When I was a small boy, there was a lot of wonderful British and American cheesy TV. programmes that really captured the imagination. There were all sorts of fictional heroes and as an infant I had very naïve optimism about the world I lived in. Good was good and bad was bad. It was a world of black and white with no grey areas. Of course this is not the way of the world, it never has been and it never will be.
The other day my youngest son, Ryan, brought something to my attention when he was on net and it let in, one of those moments. I had to put it here on my Retro Brit scrap book.
Sometimes it is nice to go back and live within that bubble – that fake old world – now packaged in memories of kiddie nostalgia. I clearly recollect one of these three adverts in the above short clip. The one with the free badge from the Captain Scarlet TV show. As soon as I saw the advert as a boy; I was on at my mother to buy that particular serial. This breakfast serial advert was cleverly done in collaboration with one of the old British science fiction puppet shows. They were from the Gerry and Silvia Anderson stories that all children loved in Britain’s sixties decade. It must have worked wholesale, for the breakfast company, because I remember my mother bought two boxes of serial, one for me and one for my sister. This was because we both wanted badges. I got Lieutenant Green and my sister got Captain Scarlet – the prize of all the badges. I was so upset – I was a boy and she was a girl. Girls did not even like Captain Scarlet – it was a show for boys. The entire sulky little boy things within me, bubbled to the surface. For a short time my sister was adamant that she did like Captain Scarlet and wanted to wear the badge, but eventually she gave in and let me have it – the ultimate of all the breakfast serial badges – Captain Scarlet himself.
I went to school wearing my Captain Scarlet badge and other boys had their badges – their parents also buying the breakfast serial. I was the only one who had the Captain Scarlet. This made me the centre of attention and I was about six or seven years of age. It went to my head and I struggled with the temporary celebrity of it all. The school boy champions wanted to swap their badges with me. I remember one having Colonel White and the spectrum emblem badge. These were the best footballers and best fighters in the school and I had hit the big time. All because of my Captain Scarlet badge.

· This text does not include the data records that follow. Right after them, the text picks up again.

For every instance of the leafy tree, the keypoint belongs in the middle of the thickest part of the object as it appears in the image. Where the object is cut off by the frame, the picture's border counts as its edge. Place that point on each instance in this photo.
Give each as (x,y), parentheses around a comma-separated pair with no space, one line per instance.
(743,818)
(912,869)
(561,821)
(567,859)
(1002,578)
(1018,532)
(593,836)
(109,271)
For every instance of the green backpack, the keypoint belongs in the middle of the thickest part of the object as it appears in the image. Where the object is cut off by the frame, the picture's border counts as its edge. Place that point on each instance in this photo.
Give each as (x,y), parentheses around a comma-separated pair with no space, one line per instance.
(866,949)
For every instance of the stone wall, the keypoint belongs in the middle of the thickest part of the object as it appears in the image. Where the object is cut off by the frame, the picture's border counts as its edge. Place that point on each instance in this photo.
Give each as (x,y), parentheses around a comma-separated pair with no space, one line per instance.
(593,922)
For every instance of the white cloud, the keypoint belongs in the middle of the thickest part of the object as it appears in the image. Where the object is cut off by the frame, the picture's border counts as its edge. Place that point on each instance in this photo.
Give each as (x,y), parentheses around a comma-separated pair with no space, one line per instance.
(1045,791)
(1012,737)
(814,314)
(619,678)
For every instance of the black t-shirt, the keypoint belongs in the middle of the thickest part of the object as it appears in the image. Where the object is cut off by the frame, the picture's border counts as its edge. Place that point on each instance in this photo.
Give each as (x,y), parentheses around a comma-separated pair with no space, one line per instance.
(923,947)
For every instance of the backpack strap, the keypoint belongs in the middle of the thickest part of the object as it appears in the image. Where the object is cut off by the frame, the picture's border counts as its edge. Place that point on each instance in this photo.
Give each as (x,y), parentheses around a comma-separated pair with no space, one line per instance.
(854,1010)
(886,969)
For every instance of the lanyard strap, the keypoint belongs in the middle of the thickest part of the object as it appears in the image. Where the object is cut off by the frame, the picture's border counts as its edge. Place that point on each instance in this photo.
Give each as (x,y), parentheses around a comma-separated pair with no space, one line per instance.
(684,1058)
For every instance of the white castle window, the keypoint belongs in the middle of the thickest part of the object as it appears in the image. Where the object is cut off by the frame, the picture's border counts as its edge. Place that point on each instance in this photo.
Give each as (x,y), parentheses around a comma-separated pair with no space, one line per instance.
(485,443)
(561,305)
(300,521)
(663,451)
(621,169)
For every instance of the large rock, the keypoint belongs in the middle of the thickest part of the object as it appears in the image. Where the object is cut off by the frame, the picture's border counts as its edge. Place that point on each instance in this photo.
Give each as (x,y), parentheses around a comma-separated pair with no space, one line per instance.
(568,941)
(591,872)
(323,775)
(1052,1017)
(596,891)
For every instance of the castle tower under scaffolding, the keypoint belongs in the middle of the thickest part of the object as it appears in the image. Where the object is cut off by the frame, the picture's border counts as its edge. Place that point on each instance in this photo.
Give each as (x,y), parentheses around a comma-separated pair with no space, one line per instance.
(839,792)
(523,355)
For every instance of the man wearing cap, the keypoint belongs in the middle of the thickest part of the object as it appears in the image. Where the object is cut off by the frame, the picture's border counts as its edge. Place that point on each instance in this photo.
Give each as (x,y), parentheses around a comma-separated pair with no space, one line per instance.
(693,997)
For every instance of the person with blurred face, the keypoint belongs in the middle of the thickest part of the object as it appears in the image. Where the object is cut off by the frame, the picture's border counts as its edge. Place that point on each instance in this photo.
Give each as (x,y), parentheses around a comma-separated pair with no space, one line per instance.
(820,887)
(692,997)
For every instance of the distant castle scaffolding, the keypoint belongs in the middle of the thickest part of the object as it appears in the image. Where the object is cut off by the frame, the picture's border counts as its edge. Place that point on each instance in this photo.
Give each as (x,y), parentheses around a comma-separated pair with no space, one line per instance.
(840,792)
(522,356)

Even in the school boy world of commerce, there are decadent moguls and one such tubby little boy came in with an outrages offer that swamped everything else other school friends could swap. The heavy currency this particular little boy offered was a toy Aston Martin, James Bond car. This was with the obligatory ‘I’ll be your best mate’ thrown in to the bargain as well. I relented and exchanged the badge and acquired this toy with a little man that flew out of the roof when you pressed a clip on the side. My celebrity had been sold short, but I had aquired a James Bond car - another British hero from a world of good and bad - black and white with no grey areas.